If you have a physical data set, you can compute it directly. Both the mean, and the standard deviation.

If you have the sizes of populations, say $m_1,\dots,m_n$, then the common mean is trivial to count: $$\mu=\frac{m_1\mu_1+\dots+m_n\mu_n}{m_1+\dots+m_n}$$ as the numerator is the total of all populations.

About the common variance. This is a mean of squares minus a square of mean. Then you should recreate the sums of squares. For example $\sigma_1^2+\mu_1^2$ is the mean of squares of the 1st population. Then you have also the sum of squares. Next, in this simple manner you have the joint sum of squares. Then their averge is easy to find by division by $m_1+\dots+m_n.$ Finally, subtract $\mu^2$ and we are done. :)

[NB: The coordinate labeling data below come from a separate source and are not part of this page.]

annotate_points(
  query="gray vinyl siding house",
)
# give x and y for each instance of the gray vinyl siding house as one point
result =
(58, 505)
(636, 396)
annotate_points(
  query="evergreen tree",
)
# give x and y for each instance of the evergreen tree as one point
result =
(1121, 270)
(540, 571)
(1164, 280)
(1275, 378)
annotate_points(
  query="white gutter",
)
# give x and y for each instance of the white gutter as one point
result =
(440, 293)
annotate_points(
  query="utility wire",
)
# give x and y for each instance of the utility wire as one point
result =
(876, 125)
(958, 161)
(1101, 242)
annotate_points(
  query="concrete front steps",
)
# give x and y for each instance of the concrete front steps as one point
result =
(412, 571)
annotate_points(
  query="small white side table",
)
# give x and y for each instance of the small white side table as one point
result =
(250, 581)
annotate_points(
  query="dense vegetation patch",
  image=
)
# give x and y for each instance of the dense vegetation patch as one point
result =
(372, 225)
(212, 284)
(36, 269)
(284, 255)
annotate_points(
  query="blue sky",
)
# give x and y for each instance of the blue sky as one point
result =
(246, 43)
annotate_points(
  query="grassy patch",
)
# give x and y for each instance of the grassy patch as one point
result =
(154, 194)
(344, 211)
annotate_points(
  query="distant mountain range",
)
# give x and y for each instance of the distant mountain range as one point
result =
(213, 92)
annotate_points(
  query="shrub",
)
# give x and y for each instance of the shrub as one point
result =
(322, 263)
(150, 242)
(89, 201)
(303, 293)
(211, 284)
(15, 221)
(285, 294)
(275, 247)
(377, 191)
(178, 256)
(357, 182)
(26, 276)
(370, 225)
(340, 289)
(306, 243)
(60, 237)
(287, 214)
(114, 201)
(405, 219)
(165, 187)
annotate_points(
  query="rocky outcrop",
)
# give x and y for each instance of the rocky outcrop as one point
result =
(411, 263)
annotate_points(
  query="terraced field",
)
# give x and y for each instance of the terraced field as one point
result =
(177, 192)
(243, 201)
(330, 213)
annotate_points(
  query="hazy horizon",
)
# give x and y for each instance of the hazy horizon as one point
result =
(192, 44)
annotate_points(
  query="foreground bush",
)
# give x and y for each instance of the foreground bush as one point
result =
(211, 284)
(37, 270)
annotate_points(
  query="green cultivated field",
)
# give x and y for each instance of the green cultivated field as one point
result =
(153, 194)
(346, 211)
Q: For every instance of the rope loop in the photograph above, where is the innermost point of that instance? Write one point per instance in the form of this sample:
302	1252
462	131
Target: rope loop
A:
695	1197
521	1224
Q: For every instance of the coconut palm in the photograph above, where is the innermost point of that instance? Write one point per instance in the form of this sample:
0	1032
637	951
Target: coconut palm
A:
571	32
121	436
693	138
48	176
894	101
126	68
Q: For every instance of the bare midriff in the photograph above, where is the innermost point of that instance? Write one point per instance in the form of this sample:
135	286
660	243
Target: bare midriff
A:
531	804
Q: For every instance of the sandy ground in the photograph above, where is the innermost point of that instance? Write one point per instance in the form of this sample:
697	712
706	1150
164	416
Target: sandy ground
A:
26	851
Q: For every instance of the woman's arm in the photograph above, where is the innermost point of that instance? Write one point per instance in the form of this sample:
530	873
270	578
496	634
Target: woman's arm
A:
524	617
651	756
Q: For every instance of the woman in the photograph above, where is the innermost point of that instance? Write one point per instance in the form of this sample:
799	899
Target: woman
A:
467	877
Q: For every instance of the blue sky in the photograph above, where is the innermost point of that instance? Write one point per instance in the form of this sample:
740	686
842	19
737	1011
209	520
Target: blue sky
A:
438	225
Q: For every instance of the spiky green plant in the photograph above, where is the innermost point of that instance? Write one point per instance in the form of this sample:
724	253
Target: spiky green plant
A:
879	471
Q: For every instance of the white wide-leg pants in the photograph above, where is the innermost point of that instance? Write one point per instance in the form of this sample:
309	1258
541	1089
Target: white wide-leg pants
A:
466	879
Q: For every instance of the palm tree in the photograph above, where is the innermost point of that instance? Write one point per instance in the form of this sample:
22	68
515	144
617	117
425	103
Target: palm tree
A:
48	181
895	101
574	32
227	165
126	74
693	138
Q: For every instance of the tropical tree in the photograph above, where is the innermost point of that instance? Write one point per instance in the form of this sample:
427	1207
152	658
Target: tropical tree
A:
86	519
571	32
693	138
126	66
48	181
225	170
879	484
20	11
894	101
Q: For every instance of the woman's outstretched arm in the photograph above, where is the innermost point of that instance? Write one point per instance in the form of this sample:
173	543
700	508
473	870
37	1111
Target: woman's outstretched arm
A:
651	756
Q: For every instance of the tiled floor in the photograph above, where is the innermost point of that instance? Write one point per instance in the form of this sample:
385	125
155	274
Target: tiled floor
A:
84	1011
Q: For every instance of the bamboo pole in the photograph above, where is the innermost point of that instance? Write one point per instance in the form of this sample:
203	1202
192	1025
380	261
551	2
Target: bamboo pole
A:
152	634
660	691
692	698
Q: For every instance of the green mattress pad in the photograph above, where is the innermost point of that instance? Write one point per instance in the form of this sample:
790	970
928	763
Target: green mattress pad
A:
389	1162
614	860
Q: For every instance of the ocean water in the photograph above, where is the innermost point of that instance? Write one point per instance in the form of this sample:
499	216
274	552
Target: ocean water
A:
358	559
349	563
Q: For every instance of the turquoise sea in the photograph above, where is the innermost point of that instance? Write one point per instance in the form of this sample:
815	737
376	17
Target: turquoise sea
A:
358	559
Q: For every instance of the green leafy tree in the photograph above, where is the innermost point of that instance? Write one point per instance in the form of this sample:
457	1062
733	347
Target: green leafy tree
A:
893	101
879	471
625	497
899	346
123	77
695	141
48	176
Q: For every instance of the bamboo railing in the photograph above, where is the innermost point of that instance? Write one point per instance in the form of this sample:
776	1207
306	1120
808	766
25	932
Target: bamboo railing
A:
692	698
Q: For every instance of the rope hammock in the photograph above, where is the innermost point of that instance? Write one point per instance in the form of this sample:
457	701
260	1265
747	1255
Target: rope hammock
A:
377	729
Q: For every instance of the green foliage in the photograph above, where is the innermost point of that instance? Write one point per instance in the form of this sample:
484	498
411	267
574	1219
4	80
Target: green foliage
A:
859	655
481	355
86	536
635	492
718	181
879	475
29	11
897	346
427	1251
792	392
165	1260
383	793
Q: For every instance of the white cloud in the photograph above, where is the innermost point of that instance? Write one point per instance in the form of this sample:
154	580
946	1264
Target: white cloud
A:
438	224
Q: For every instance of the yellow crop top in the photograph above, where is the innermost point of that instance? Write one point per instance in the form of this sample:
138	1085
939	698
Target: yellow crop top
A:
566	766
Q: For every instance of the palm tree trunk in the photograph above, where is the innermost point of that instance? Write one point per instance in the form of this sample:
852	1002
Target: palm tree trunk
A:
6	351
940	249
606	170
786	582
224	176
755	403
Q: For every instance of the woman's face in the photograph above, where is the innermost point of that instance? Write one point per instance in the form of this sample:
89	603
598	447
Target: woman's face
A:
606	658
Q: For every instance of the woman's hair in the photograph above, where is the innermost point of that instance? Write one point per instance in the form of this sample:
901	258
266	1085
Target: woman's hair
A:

If $m_1=\dots=m_n=m$ (you write about the same experiment), then $$\mu=\frac{\mu_1+\dots+\mu_n}{n}.$$ The sum of squares in $i$-th experiment is $m(\sigma_i^2+\mu_i^2)$. Hence the total variance is $$\sigma^2=\frac{m(\sigma_1^2+\mu_1^2+\dots+\sigma_n^2+\mu_n^2)}{nm}-\mu^2=\frac{(\sigma_1^2+\mu_1^2+\dots+\sigma_n^2+\mu_n^2)}{n}-\mu^2.$$

About the (edited) last fragment of your question, the mean of $Z$ is $$\mu=\frac{\mu_1+\dots+\mu_n}{n},$$ while the standard deviation is $$\sigma=\sqrt{\frac{\sigma_1^2+\dots+\sigma_n^2}{n}}$$ provided that $X_1,\dots,X_n$ are independent.

Answer 2

Lemma:

$$\int_{-\infty}^\infty e^{-(ax^2-2bx+c)/2}dx=\frac{\sqrt{2\pi}e^{(b^2-ac)/2a}}{\sqrt a}.$$

This is established by completing the square, and the exponent becomes

$$-a\left(x-\frac ba\right)^2+\frac{b^2}a-c.$$

The first term generates the a Gaussian curve, the integral of which is known, and the second a constant factor.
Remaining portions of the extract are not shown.